だが、この「オニ」の少年だけは違った。 凝固した空気の中でも、彼の細胞は次元の隙間をすり抜け、活動を続けている。
(……ああ。やっぱり、川だ)
少年は、止まった時間の中で、岩の記憶に触れていた。 アリの巣のように入り組んだ水路を、かつて猛烈な勢いで突き進んでいた奔流の残響。今は細い岩清水に成り果てていても、この場所の本質は「川」なのだ。
カチリ、と音がしたかのように、世界が再び色と音を取り戻す。 黒川は、自分が今、酸素すら存在しない死の静寂の中に数秒間閉じ込められていたことなど、微塵も気づいていない。
「……そっか。あんた、昔はもっとすごかったんだね。今はこんなに細いのに」
少年は、指を岩から離すと、何事もなかったかのように黒川を見上げた。 彼女が名乗った「クロカワ」という名は、この硬直した時間の層を貫いて少年に届いた、この土地の真実の響きだった。
「……アリのスガワ……」
少年は、先ほど触れた岩肌の記憶——アリの巣のように入り組んだ川の記憶を口にしようとした。しかし、3つ目の次元から戻ったばかりの肺はうまく空気を取り込めず、その言葉は「有栖川」という高貴な響きとなって、黒川と、ようやく立ち上がった男の耳に届いた。
「有栖川、というのか?」
四つん這いから復帰した男——アイ・マサヒコが問い直す。
「下の名前は?」
下の名前? 少年は困惑した。概念がわからない。だが、ここで黙り込むのは「カッコ悪い」という本能が働いた。少年は窮余の一策として、問いに問いで返すという悪手を打つ。
「……おじさんには、名前はないのか?」
「私はアイ・マサヒコという。ラブ(愛)じゃない、藍色の藍だ。マサヒコは……」
続く説明を、少年は「何の参考にもならない」と切り捨て、一切聞き流した。それよりも、隣の「カワ」のことが気になった。
「そっちは?」 「ひまりです。ひまわりから取って名付けたと聞いています」
ヒマワリ。それは少年も知っていた。植物だ。 少年は確信した。この星では「下の名前」には植物を採用するのがルールなのだと。

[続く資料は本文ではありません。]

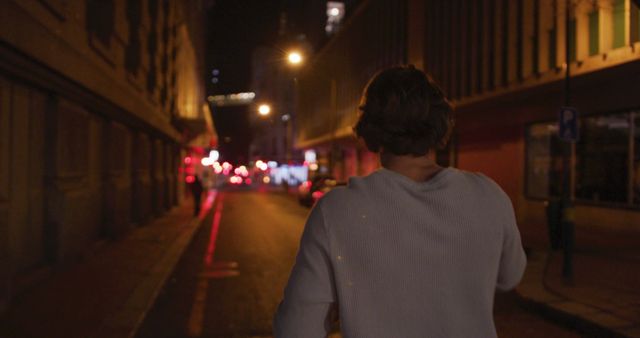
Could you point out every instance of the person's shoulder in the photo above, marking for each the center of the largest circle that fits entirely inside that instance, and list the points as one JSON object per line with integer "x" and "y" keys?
{"x": 482, "y": 182}
{"x": 345, "y": 191}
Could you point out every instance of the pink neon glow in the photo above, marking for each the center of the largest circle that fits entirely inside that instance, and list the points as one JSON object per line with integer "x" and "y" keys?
{"x": 211, "y": 248}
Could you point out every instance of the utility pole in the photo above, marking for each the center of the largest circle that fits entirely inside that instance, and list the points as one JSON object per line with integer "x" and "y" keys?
{"x": 567, "y": 224}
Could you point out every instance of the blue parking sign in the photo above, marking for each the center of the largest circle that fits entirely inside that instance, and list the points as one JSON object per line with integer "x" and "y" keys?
{"x": 568, "y": 124}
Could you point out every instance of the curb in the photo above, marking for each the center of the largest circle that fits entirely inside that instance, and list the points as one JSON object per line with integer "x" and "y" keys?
{"x": 588, "y": 320}
{"x": 127, "y": 321}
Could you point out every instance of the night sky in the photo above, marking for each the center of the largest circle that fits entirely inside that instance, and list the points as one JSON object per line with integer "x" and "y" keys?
{"x": 234, "y": 29}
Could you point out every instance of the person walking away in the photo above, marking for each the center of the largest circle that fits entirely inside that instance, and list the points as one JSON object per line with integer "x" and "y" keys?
{"x": 413, "y": 249}
{"x": 196, "y": 191}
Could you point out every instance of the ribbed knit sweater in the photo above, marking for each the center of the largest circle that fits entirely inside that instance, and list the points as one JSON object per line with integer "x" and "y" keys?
{"x": 404, "y": 259}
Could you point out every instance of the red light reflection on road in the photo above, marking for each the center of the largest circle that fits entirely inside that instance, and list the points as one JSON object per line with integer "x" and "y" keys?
{"x": 211, "y": 248}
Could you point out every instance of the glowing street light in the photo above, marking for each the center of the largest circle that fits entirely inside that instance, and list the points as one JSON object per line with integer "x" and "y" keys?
{"x": 294, "y": 58}
{"x": 264, "y": 109}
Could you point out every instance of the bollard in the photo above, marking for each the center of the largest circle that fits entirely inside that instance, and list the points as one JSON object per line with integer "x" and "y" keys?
{"x": 568, "y": 239}
{"x": 554, "y": 223}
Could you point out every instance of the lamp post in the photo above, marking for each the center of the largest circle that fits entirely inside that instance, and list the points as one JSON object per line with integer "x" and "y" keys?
{"x": 295, "y": 59}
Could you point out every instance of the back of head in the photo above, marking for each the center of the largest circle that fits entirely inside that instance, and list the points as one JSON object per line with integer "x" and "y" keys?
{"x": 404, "y": 113}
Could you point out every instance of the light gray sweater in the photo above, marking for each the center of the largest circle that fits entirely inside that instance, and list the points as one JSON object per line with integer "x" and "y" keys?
{"x": 404, "y": 259}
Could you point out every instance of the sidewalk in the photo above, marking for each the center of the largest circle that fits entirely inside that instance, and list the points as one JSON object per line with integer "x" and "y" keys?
{"x": 110, "y": 291}
{"x": 604, "y": 297}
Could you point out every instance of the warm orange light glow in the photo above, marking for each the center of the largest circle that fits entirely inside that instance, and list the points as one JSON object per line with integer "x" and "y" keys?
{"x": 294, "y": 58}
{"x": 264, "y": 109}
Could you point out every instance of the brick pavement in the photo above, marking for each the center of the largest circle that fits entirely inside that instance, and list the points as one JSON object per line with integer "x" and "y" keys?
{"x": 604, "y": 297}
{"x": 108, "y": 293}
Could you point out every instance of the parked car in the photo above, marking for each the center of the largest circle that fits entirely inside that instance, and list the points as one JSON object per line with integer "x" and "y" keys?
{"x": 309, "y": 192}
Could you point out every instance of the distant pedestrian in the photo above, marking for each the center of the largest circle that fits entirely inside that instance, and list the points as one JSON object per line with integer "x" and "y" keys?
{"x": 413, "y": 249}
{"x": 196, "y": 191}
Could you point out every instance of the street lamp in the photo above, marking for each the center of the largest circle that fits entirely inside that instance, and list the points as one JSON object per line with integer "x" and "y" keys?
{"x": 264, "y": 109}
{"x": 294, "y": 58}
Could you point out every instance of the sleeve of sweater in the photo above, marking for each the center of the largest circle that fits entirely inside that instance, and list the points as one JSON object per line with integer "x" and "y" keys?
{"x": 513, "y": 259}
{"x": 309, "y": 294}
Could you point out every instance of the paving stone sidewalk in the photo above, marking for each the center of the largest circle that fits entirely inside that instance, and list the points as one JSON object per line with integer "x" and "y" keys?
{"x": 603, "y": 299}
{"x": 108, "y": 293}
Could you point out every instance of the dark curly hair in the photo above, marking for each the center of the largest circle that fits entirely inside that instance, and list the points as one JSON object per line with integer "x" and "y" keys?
{"x": 404, "y": 112}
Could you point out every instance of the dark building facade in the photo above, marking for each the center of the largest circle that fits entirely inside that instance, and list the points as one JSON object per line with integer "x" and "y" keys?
{"x": 330, "y": 85}
{"x": 94, "y": 100}
{"x": 503, "y": 64}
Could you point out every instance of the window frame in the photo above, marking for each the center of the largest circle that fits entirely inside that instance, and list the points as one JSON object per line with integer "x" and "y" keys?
{"x": 633, "y": 115}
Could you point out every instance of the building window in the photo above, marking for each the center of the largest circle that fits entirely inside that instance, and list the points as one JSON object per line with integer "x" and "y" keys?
{"x": 602, "y": 159}
{"x": 505, "y": 42}
{"x": 100, "y": 17}
{"x": 594, "y": 32}
{"x": 544, "y": 161}
{"x": 572, "y": 40}
{"x": 636, "y": 158}
{"x": 606, "y": 161}
{"x": 635, "y": 23}
{"x": 535, "y": 39}
{"x": 619, "y": 23}
{"x": 553, "y": 51}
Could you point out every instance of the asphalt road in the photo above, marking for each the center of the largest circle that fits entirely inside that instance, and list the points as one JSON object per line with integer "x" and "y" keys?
{"x": 230, "y": 279}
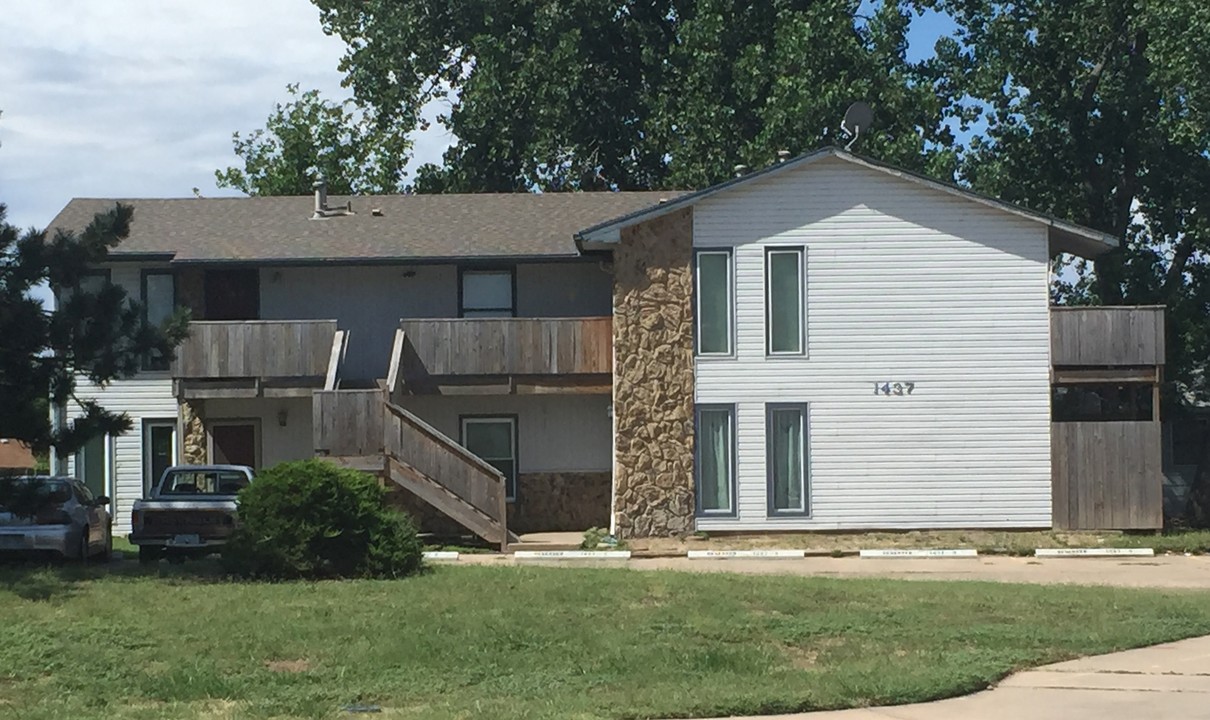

「なあ、アイちゃん。あの木は何だ?」 「松ではないでしょうか」 「主任、あれは杉です」
黒川の冷静なツッコミを、少年は「杉だってよ」と雑に処理し、次に足元の花を指差した。
「じゃあ、あれは?」 「私は植物には興味がなくてね、知らないんだ」 「あれは竜胆です。この時期に咲くのは変ですが、間違いありません」
黒川の答えを聞いた瞬間、少年は間髪入れずに宣言した。
「……そうだ」
アイが怪訝そうに尋ねる。
「何がそうだね?」
「この子の下の名前ではないでしょうか」
黒川の推測に、少年は自信満々に被せた。「そうだ!」 金髪碧眼の美少年が、泥だらけのボロボロの子熊の皮を着て、凛として名乗る。
「有栖川竜胆……。黒川、すぐに宮内庁へ連絡を入れろ。この出自、ただ事ではないぞ」
アイが色めき立ち、黒川が無線を飛ばす。その待ち時間、少年はふとした疑問を口にした。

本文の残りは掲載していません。